Bien que la situation sanitaire reste pesante en France, comme l’a indiqué jeudi 13 novembre Jean Castex, les médecins français ont tiré des leçons de la première vague de Covid-19 et luttent avec plus de succès contre l’épidémie, comme le confirme l’exemple des soignants de l’hôpital d’Argenteuil (Val-d’Oise) interrogés par Libération.
«On détecte beaucoup plus tôt les patients dont le sang est insuffisamment oxygéné alors même qu’ils n’ont pour tout signe clinique qu’une respiration rapide. On les place plus vite sous respirateur. On n’intube plus qu’en cas de nécessité absolue et le plus tard possible. Même s’ils n’évitent pas toujours la réa, ils se remettent plus facilement. Le taux de létalité est tombé de 40% durant la première vague Covid à 25% aujourd’hui», confie le docteur Gaëtan Plantefeve.

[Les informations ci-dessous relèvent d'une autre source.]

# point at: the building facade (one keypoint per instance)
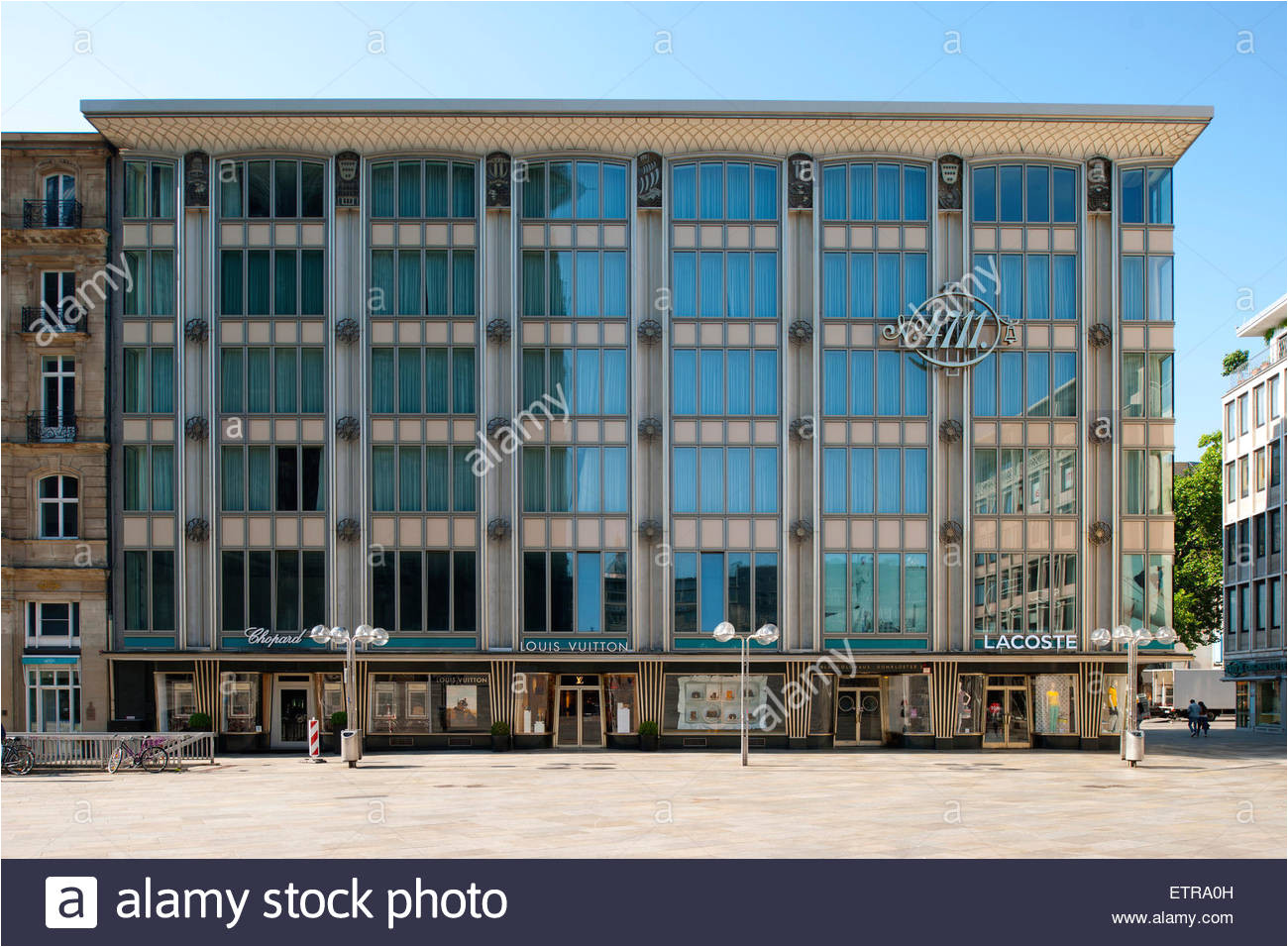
(1253, 513)
(549, 389)
(58, 287)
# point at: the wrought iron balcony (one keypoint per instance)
(64, 318)
(51, 213)
(52, 427)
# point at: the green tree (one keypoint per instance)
(1197, 581)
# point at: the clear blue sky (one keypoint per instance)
(1231, 197)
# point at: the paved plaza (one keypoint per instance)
(1220, 796)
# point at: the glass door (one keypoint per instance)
(846, 716)
(870, 716)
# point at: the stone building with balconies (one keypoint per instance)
(56, 286)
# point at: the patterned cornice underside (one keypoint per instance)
(1065, 138)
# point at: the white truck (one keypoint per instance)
(1205, 686)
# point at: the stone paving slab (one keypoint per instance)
(1216, 796)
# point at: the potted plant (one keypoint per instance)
(500, 736)
(648, 735)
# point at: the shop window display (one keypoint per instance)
(1113, 688)
(1054, 701)
(240, 698)
(907, 698)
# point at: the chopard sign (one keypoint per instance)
(953, 329)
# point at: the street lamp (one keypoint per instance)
(1133, 639)
(366, 635)
(765, 634)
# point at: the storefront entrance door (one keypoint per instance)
(292, 706)
(580, 720)
(1006, 716)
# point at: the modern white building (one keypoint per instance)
(1253, 518)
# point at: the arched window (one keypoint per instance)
(59, 508)
(60, 200)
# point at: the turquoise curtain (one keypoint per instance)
(833, 192)
(738, 474)
(833, 479)
(283, 282)
(312, 381)
(259, 380)
(257, 282)
(533, 470)
(684, 381)
(162, 476)
(833, 382)
(284, 372)
(833, 285)
(382, 478)
(463, 380)
(862, 286)
(381, 282)
(617, 478)
(588, 479)
(436, 381)
(231, 381)
(767, 479)
(861, 192)
(738, 381)
(463, 480)
(686, 479)
(914, 479)
(312, 283)
(162, 282)
(862, 487)
(1133, 287)
(230, 283)
(259, 478)
(381, 381)
(767, 285)
(232, 479)
(614, 283)
(684, 274)
(588, 381)
(588, 282)
(408, 380)
(436, 282)
(382, 189)
(408, 282)
(436, 188)
(408, 479)
(738, 285)
(711, 380)
(767, 381)
(533, 282)
(616, 384)
(437, 476)
(888, 192)
(711, 283)
(463, 282)
(162, 380)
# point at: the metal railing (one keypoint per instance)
(90, 750)
(52, 428)
(64, 318)
(52, 213)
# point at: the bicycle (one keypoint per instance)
(18, 758)
(150, 755)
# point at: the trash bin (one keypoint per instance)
(1133, 751)
(351, 746)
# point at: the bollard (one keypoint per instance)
(314, 741)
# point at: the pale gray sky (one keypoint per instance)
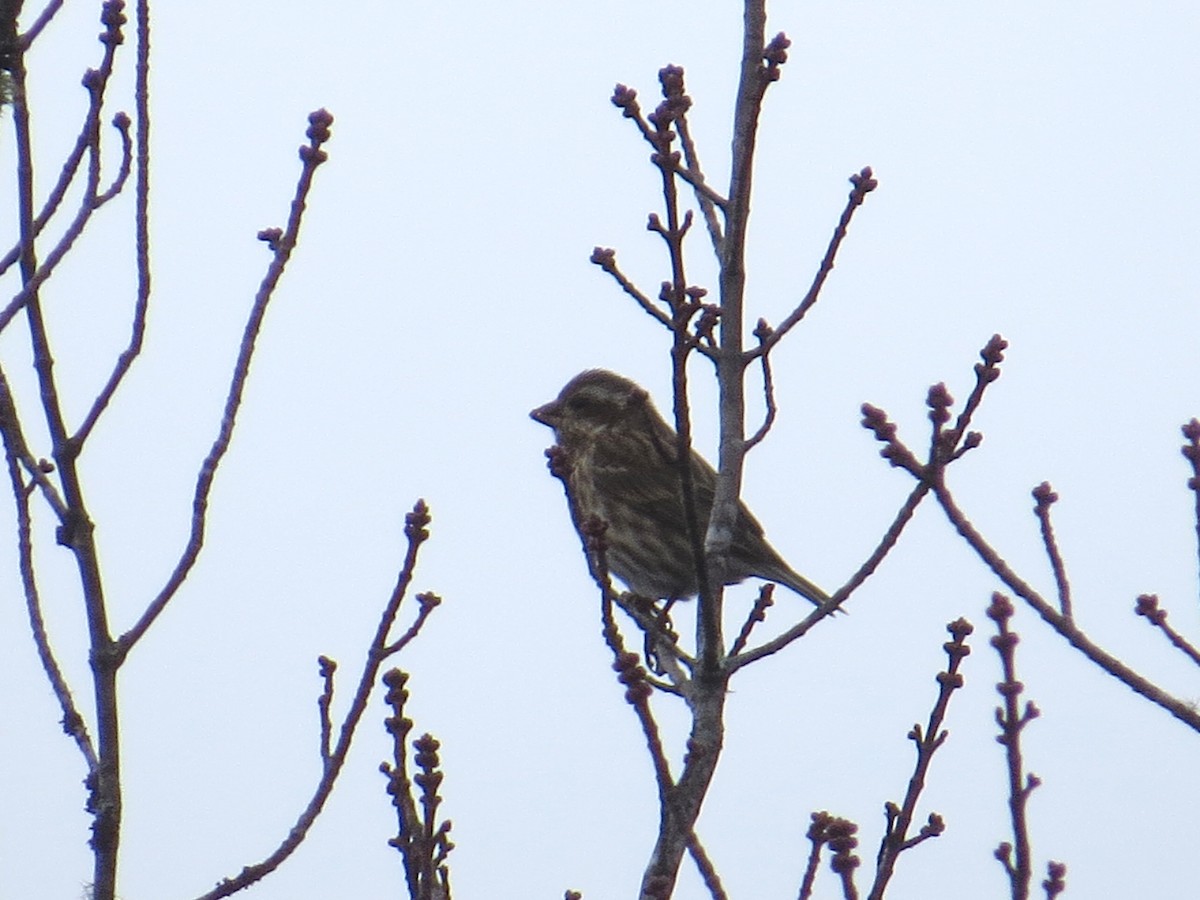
(1035, 166)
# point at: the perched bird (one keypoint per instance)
(621, 468)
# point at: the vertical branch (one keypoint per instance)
(1191, 451)
(928, 742)
(730, 366)
(1012, 721)
(77, 531)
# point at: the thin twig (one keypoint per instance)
(1147, 605)
(928, 741)
(282, 244)
(863, 184)
(417, 534)
(762, 331)
(1012, 721)
(864, 571)
(1191, 451)
(1044, 498)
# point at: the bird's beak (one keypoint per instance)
(546, 414)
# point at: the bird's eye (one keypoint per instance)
(581, 403)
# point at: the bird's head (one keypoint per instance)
(591, 402)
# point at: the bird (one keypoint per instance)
(621, 468)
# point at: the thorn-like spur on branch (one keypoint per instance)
(762, 331)
(928, 741)
(757, 613)
(1147, 606)
(1056, 880)
(1191, 451)
(894, 450)
(839, 834)
(281, 244)
(1044, 498)
(606, 258)
(862, 183)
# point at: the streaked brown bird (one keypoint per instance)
(622, 471)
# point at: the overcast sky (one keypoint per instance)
(1035, 165)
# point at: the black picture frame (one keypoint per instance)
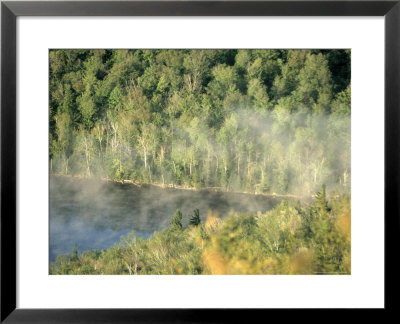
(10, 10)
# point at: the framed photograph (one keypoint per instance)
(181, 160)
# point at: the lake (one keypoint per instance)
(94, 214)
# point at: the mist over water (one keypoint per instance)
(94, 214)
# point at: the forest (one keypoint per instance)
(260, 121)
(252, 121)
(290, 239)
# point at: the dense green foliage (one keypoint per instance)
(290, 239)
(245, 120)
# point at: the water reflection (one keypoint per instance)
(94, 214)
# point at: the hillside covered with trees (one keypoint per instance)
(264, 121)
(290, 239)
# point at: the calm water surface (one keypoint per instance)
(94, 214)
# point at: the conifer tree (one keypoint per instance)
(176, 221)
(195, 219)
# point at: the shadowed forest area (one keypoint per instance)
(273, 122)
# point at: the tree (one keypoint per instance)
(195, 219)
(176, 221)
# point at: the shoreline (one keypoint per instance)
(177, 187)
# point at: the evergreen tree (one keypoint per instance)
(195, 219)
(176, 221)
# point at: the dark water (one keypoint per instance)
(94, 214)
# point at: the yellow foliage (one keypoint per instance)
(214, 262)
(300, 262)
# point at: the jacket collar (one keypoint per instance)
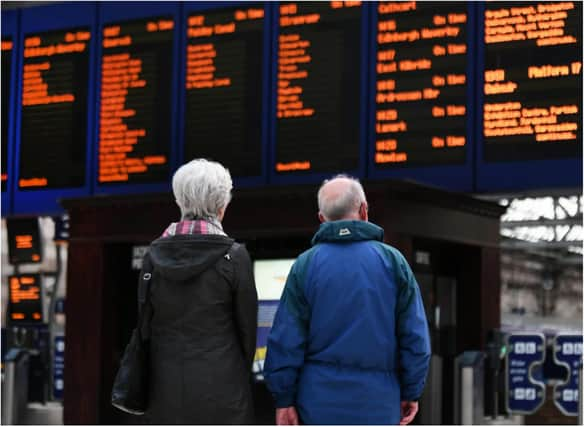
(347, 231)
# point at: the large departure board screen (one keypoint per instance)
(7, 45)
(135, 116)
(318, 87)
(224, 88)
(421, 102)
(532, 81)
(55, 77)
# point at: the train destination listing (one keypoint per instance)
(7, 46)
(25, 298)
(224, 74)
(55, 78)
(421, 86)
(318, 86)
(135, 116)
(532, 81)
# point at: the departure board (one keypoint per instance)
(24, 240)
(7, 45)
(319, 74)
(25, 298)
(135, 116)
(53, 135)
(224, 75)
(532, 81)
(421, 84)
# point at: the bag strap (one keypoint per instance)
(144, 306)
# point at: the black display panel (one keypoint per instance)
(421, 84)
(135, 116)
(224, 78)
(54, 109)
(25, 299)
(318, 89)
(24, 240)
(532, 95)
(7, 46)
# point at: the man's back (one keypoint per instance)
(336, 351)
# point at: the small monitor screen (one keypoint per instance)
(270, 277)
(25, 298)
(24, 241)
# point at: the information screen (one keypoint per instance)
(53, 132)
(7, 45)
(25, 301)
(533, 81)
(421, 84)
(135, 115)
(224, 75)
(24, 241)
(319, 77)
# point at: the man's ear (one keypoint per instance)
(363, 212)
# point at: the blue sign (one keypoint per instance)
(568, 353)
(59, 367)
(524, 393)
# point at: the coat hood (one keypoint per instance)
(347, 231)
(184, 256)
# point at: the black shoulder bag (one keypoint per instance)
(130, 390)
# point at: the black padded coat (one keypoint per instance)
(203, 331)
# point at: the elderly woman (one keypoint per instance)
(204, 300)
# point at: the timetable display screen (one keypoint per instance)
(224, 75)
(25, 302)
(7, 46)
(532, 81)
(421, 84)
(53, 129)
(135, 115)
(319, 75)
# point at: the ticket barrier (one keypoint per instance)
(469, 373)
(431, 402)
(15, 386)
(34, 340)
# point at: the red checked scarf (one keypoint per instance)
(194, 226)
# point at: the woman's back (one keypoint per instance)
(202, 331)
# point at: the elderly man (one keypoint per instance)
(349, 344)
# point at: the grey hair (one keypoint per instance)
(334, 209)
(201, 188)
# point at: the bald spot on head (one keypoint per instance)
(340, 198)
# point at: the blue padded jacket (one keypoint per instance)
(350, 338)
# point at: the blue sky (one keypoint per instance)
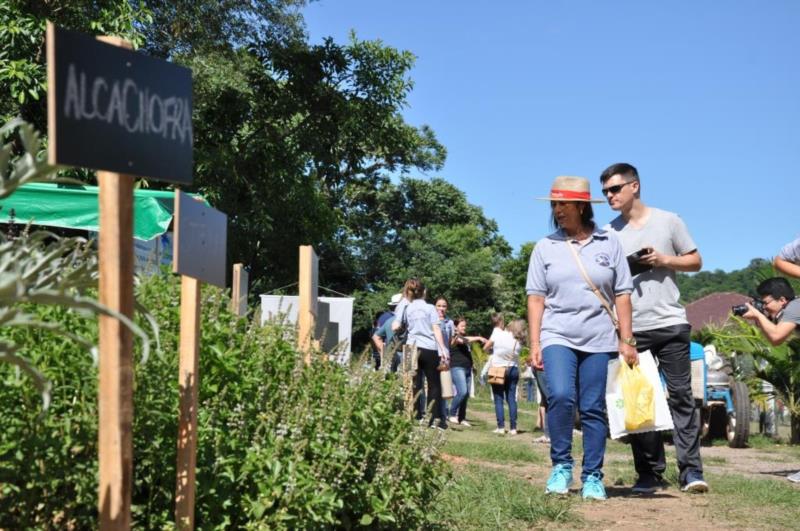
(702, 97)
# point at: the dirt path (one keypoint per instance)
(669, 509)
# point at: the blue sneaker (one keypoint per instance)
(593, 488)
(560, 480)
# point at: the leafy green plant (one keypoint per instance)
(40, 267)
(778, 365)
(280, 445)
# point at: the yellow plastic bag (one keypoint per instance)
(637, 394)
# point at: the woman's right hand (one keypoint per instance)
(535, 359)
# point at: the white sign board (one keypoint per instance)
(336, 332)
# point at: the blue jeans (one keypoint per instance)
(575, 377)
(462, 377)
(530, 386)
(508, 392)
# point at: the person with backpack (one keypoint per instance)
(421, 321)
(461, 366)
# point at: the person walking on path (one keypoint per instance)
(424, 333)
(664, 246)
(448, 331)
(461, 366)
(383, 338)
(505, 346)
(572, 331)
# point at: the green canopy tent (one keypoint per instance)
(76, 207)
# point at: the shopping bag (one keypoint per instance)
(446, 380)
(637, 397)
(615, 402)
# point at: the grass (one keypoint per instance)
(754, 502)
(498, 482)
(481, 498)
(493, 451)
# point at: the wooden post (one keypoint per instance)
(188, 380)
(239, 290)
(115, 395)
(307, 306)
(199, 245)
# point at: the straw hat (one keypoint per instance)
(567, 188)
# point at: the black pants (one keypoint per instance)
(427, 364)
(670, 348)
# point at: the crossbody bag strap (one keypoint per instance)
(594, 289)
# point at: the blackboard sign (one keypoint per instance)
(112, 109)
(200, 240)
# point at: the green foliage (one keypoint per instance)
(280, 446)
(23, 82)
(513, 275)
(778, 365)
(491, 450)
(697, 285)
(39, 267)
(493, 499)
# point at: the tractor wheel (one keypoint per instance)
(738, 428)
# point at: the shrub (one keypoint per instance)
(279, 445)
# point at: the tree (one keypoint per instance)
(23, 80)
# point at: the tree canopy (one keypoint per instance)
(298, 142)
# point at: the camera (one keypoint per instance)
(741, 309)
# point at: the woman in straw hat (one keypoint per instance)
(575, 276)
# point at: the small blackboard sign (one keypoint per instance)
(200, 240)
(113, 109)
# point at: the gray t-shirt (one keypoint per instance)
(791, 252)
(791, 314)
(655, 292)
(573, 315)
(420, 317)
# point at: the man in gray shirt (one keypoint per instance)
(663, 246)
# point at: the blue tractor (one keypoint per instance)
(723, 402)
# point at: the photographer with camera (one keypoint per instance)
(777, 313)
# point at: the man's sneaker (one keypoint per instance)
(695, 484)
(593, 488)
(647, 485)
(560, 480)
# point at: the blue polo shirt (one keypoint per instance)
(573, 315)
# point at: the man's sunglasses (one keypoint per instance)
(614, 189)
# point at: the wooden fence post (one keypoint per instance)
(307, 306)
(239, 290)
(115, 394)
(188, 383)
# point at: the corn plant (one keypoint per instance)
(40, 267)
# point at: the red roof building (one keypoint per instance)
(714, 309)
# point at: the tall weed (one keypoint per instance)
(279, 445)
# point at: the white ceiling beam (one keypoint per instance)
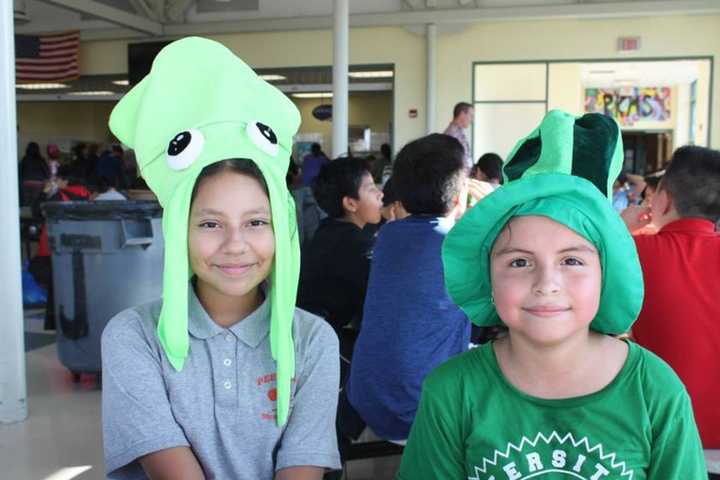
(422, 17)
(110, 14)
(414, 4)
(143, 7)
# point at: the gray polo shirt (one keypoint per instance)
(222, 404)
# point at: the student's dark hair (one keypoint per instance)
(652, 181)
(461, 107)
(428, 174)
(386, 151)
(293, 171)
(33, 150)
(338, 179)
(241, 166)
(693, 181)
(106, 182)
(491, 165)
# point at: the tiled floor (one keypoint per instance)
(62, 440)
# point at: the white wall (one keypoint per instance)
(667, 36)
(670, 36)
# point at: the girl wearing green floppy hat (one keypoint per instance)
(558, 395)
(223, 378)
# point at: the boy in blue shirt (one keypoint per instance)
(410, 325)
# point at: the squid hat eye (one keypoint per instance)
(184, 149)
(263, 137)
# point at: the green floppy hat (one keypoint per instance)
(201, 104)
(563, 170)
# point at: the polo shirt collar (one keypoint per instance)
(251, 330)
(695, 225)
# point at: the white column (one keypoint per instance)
(431, 40)
(13, 405)
(341, 31)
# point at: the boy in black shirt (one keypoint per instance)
(335, 266)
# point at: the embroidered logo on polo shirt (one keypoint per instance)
(267, 383)
(547, 456)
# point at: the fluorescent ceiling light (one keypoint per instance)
(376, 74)
(272, 77)
(313, 95)
(95, 93)
(68, 473)
(41, 86)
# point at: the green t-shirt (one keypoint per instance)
(473, 424)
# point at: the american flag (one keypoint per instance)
(47, 58)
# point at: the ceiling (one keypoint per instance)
(99, 19)
(290, 80)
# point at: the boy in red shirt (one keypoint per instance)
(680, 318)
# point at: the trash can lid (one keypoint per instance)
(104, 210)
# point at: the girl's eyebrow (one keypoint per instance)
(212, 211)
(509, 250)
(573, 248)
(578, 248)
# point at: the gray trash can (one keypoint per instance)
(106, 257)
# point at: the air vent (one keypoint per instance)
(210, 6)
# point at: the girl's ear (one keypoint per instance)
(350, 204)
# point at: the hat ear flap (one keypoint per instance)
(124, 117)
(283, 293)
(597, 151)
(172, 327)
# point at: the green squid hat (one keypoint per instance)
(563, 170)
(201, 104)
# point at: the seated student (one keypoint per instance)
(680, 319)
(410, 325)
(559, 396)
(335, 265)
(307, 210)
(107, 190)
(64, 187)
(223, 378)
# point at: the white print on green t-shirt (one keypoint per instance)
(548, 455)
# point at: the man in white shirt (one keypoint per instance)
(463, 114)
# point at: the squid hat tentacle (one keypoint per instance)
(200, 104)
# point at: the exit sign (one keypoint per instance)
(628, 44)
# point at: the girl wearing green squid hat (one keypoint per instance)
(559, 395)
(222, 378)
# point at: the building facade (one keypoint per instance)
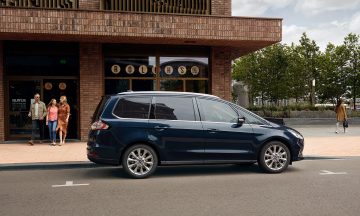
(87, 48)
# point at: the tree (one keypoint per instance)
(247, 69)
(274, 67)
(296, 73)
(309, 52)
(332, 73)
(352, 45)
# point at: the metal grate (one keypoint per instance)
(66, 4)
(201, 7)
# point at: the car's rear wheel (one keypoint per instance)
(139, 161)
(274, 157)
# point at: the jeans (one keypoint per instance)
(37, 128)
(52, 130)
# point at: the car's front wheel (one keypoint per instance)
(274, 157)
(139, 161)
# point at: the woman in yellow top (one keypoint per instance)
(63, 118)
(340, 114)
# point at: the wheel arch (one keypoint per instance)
(276, 139)
(140, 143)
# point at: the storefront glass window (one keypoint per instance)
(163, 73)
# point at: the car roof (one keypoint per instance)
(165, 93)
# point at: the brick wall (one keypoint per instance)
(2, 99)
(91, 83)
(89, 4)
(221, 7)
(137, 27)
(221, 72)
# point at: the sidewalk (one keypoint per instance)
(320, 141)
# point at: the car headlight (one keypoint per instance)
(296, 134)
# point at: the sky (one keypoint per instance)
(323, 20)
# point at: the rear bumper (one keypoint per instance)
(101, 154)
(298, 153)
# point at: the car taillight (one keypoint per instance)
(99, 125)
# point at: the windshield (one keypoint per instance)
(99, 108)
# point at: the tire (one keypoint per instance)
(274, 157)
(139, 161)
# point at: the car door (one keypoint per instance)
(174, 125)
(225, 139)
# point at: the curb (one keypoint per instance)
(49, 165)
(88, 164)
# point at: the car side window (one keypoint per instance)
(249, 118)
(216, 111)
(134, 107)
(174, 108)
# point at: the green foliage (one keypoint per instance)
(283, 72)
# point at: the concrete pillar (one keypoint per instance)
(221, 72)
(91, 83)
(2, 96)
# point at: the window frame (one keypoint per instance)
(202, 112)
(194, 106)
(137, 96)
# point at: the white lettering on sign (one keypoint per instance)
(195, 70)
(130, 69)
(70, 184)
(182, 70)
(143, 69)
(153, 69)
(115, 69)
(18, 100)
(169, 70)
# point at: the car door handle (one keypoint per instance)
(161, 128)
(212, 130)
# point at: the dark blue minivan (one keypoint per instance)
(142, 130)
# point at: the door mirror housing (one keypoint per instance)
(241, 121)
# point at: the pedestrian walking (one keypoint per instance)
(63, 119)
(341, 116)
(37, 113)
(51, 120)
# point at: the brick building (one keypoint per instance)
(87, 48)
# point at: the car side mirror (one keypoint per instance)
(241, 121)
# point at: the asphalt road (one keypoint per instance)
(309, 187)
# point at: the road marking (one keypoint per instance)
(326, 172)
(70, 184)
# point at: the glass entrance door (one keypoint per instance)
(21, 93)
(54, 88)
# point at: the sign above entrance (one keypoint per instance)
(62, 86)
(182, 70)
(115, 69)
(169, 70)
(48, 86)
(130, 69)
(142, 69)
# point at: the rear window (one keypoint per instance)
(174, 108)
(99, 109)
(133, 107)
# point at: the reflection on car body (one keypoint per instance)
(141, 130)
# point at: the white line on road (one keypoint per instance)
(70, 184)
(326, 172)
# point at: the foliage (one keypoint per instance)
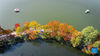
(97, 44)
(18, 31)
(16, 25)
(25, 26)
(89, 34)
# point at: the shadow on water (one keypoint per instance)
(40, 48)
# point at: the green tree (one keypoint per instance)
(97, 44)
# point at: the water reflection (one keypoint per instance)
(41, 48)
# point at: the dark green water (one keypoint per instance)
(68, 11)
(42, 48)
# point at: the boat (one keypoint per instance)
(87, 11)
(16, 10)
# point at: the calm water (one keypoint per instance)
(69, 11)
(42, 48)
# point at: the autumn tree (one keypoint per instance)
(76, 38)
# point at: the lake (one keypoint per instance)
(41, 48)
(43, 11)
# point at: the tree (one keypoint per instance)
(34, 25)
(97, 44)
(26, 26)
(89, 34)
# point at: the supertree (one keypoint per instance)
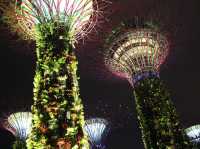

D’ailleurs, les médecins font tout pour éviter de placer les patients en réanimation, même s’il y a beaucoup de places libres. «À partir d’un certain âge, la réanimation est disproportionnée», explique au quotidien l’un des professionnels de santé qui estime qu’il s’agit d’une véritable «épreuve» pour l’organisme des personnes âgées ou de celles souffrant de lourdes pathologies.
Le Dr Plantefeve se félicite du fait que les pronostics alarmistes concernant la deuxième vague pour l’Île-de-France se sont révélés inexacts. Mais a du mal à expliquer cela seulement par le nouveau confinement qui «sans doute» a aidé.
«La vérité, c’est qu’on ne sait pas ce qu’il se passe. Est-ce le cycle naturel de la pandémie? Le signe d’une plus grande vigilance de la population? Le début d’une immunité collective? Ce qui est sûr c’est que, dans le Val-d’Oise, la cinétique de l’épidémie n’a rien à voir avec mars», ajoute le médecin.
Un membre de l’équipe de réanimation estime lui aussi que ses collègues sont «loin du stress du printemps quand certains travaillaient en tenue de cosmonautes»:
«On connaît mieux la pathogénicité du virus. Ce n’est pas Ebola et on est équipés. On ne rentre plus chez nous avec l’angoisse de contaminer nos proches. La peur a disparu».
Où sont les non Covid?
Dans cette situation, les médecins de l’hôpital s’interrogent sur l’absence des patients qui souffrent d’autres maladie.
«Je ne sais pas où sont passés les infarctus, les AVC, les embolies pulmonaires, les traumatologies […] Trois semaines qu’on ne les a pas vus. On ne refuse pas les non Covid: ils ne viennent pas. Je ne me l’explique pas», indique le Dr Damien Contou.
Les soignants fatigués
Même si le choc sanitaire a été évité dans cet hôpital, ce sont toujours les soignants qui portent le lourd fardeau face au nombre de patients qui souvent les dépasse.
«On tourne à une infirmière pour trois patients, alors que le seuil légal, c’est 2,5 […] Les filles râlent quand elles entendent que dans certains hôpitaux, c’est une infirmière pour deux. Ici, elles sont obligées de renoncer à leurs congés, et font jusqu’à 18 gardes de plus par mois. C’est rémunéré en heures supplémentaires heureusement. Mais c’est épuisant et très compliqué à gérer», indique leur cadre de santé, Céline Abella, qui ajoute que le personnel manque «cruellement».
D’après l’une des infirmières, leur situation est exacerbée par l'absence des psychologues qui au cours du printemps travaillaient à leurs côtés pour soutenir les familles des défunts. À cela s’ajoute que des proches des victimes du Covid-19 ne font pas parfois preuve de précaution face à la maladie et se mettent en danger eux-même ainsi que le personnel.